We’ve all been there: the barely-able-to-move, can’t-sit-down-or-lift-my-arm muscle soreness the day after a workout (yep, the Barre burn is real!). While muscle soreness is often a sign of a challenging but effective workout, there are some types of workout pain that aren’t worth ignoring. 

Pinching

If you begin to feel a “pinching” or sharp pain sensation during training, it should never be  ignored. Pinching can be anywhere there is a joint, but is commonly found in the shoulder girdle (supraspinatus impingement) and in the hip capsule (adductors or hip flexors). It is often a result of inflammation of certain muscles/ tendons, which leads to a lack of “space” in the capsules. This ultimately causes something (normally a tendon/ligament) to get pinched as the joint opens and closes. Think of an opening and closing door and deciding to stick your finger in the gap. Eventually it will pinch, and hurt. Repetitive pinching of these tendons will lead to even further inflammation (tendonitis) and therefore more pain and more downstream injury.

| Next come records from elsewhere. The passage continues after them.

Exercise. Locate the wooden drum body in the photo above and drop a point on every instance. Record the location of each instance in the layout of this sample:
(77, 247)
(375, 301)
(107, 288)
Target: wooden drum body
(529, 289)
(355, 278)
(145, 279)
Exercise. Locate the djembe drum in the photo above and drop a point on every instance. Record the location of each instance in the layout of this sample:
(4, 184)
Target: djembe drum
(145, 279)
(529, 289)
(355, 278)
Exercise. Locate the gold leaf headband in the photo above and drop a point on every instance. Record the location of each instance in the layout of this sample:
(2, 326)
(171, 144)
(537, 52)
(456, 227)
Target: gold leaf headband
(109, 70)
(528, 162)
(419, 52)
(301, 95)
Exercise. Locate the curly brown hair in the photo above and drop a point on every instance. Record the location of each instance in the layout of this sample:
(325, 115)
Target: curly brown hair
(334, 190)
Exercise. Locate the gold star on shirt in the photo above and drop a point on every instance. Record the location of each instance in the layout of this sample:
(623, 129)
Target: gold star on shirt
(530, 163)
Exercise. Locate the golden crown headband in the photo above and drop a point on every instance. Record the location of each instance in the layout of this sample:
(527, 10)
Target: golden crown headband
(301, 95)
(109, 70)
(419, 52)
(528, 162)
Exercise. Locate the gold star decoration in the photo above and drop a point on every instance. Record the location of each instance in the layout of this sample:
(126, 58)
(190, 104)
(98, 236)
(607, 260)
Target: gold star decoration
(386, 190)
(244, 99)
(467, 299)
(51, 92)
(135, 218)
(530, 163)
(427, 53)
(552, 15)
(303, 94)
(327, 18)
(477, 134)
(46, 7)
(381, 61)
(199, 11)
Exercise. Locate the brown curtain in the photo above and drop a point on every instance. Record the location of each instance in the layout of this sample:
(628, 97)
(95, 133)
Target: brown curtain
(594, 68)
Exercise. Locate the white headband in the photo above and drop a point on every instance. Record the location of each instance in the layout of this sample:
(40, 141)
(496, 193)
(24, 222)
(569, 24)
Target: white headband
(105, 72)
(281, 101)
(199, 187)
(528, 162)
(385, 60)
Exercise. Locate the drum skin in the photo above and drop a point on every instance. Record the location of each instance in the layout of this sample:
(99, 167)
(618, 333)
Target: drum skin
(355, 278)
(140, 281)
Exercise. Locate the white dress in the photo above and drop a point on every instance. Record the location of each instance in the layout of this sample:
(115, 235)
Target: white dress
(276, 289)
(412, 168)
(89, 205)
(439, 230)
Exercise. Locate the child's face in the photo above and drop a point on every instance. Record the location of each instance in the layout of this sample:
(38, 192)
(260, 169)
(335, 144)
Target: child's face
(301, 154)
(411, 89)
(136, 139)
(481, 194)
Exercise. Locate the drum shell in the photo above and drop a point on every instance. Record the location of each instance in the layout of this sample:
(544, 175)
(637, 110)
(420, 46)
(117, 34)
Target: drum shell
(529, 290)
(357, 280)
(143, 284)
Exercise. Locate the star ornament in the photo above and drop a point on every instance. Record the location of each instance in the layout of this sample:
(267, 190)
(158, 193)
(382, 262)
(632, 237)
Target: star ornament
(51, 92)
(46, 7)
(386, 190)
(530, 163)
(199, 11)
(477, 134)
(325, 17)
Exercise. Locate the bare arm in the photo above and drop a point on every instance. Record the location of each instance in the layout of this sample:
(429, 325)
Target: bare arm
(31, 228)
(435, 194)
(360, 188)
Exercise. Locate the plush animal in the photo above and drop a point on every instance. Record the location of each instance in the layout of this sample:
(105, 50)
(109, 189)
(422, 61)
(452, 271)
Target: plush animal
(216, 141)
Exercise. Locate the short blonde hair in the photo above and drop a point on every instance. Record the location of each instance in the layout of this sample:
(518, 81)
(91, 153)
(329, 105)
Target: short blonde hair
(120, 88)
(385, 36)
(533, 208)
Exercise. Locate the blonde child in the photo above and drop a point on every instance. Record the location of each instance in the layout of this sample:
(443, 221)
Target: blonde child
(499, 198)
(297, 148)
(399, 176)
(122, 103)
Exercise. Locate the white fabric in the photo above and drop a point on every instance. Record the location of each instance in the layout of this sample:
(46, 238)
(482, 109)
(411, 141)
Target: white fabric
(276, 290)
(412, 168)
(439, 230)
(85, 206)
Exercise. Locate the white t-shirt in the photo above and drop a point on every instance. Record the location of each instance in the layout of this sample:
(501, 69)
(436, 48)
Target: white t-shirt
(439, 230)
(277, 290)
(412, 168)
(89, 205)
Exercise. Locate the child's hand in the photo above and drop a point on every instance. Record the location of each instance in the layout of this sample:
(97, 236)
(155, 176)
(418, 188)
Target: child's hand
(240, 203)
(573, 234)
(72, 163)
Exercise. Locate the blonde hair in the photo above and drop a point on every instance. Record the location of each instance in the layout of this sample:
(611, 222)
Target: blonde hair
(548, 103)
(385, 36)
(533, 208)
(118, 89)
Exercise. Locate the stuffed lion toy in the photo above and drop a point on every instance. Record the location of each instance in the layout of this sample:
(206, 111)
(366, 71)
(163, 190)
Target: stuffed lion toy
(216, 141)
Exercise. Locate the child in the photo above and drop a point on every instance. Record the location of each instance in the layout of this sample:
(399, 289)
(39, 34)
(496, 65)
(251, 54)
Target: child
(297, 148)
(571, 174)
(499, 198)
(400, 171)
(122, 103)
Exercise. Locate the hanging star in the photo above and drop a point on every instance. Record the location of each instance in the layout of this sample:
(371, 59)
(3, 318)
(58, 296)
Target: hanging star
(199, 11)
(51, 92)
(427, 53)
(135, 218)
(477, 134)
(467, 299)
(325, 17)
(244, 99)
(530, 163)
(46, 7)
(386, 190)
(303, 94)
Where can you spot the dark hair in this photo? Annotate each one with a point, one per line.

Here’s what to do if you’re experiencing pinching:

Ask yourself: am I maintaining proper technique and ensuring the right muscles are activated? More than likely, there will be an over-active muscle vs an under-active muscle causing an imbalance in the structure of the muscular system. If this is the case, I would suggest re-assing your technique. If your form seems to be fine, find the deficiency which is causing the pain. Consider making an appointment with a physio, chiropractor or health professional.

Tingling

You also need to watch out for tingling pain. Tingling sensations usually occur once a nerve is involved. The nerve is the connection which allows a regular signal to be conveyed from the brain to the muscle and tells the muscle to activate (neuro-muscular connection). If this pathway is inhibited, the sensory nerves surrounding the muscles begin to recognise that there is something wrong and will create a tingling sensation.

Here’s what to do if you experience tingling:

Stop immediately and get a health professional to have a look at the area. Tingles = nerves. Not something you want to damage.

Keep in mind that…

Warmness in the muscle and general muscle burn is fine, as long as it is in the correct muscle group in which the movement is trying to promote. Muscles in motion create stress and the more stress they are under, the more “burn” you will feel. The burning feeling in your muscles comes from the increase in lactic acid, which in turn reduces the pH of the body, surrounding the muscles. The sensory nerve receptors recognise the change in pH and begin sending a pain signal to your brain. Once your body sweeps away or regulates the pH level, the pain will begin to decrease.

TIP: Magnesium supplementation has been known to have some benefits with reducing muscle soreness, along with enjoying an alkaline based diet.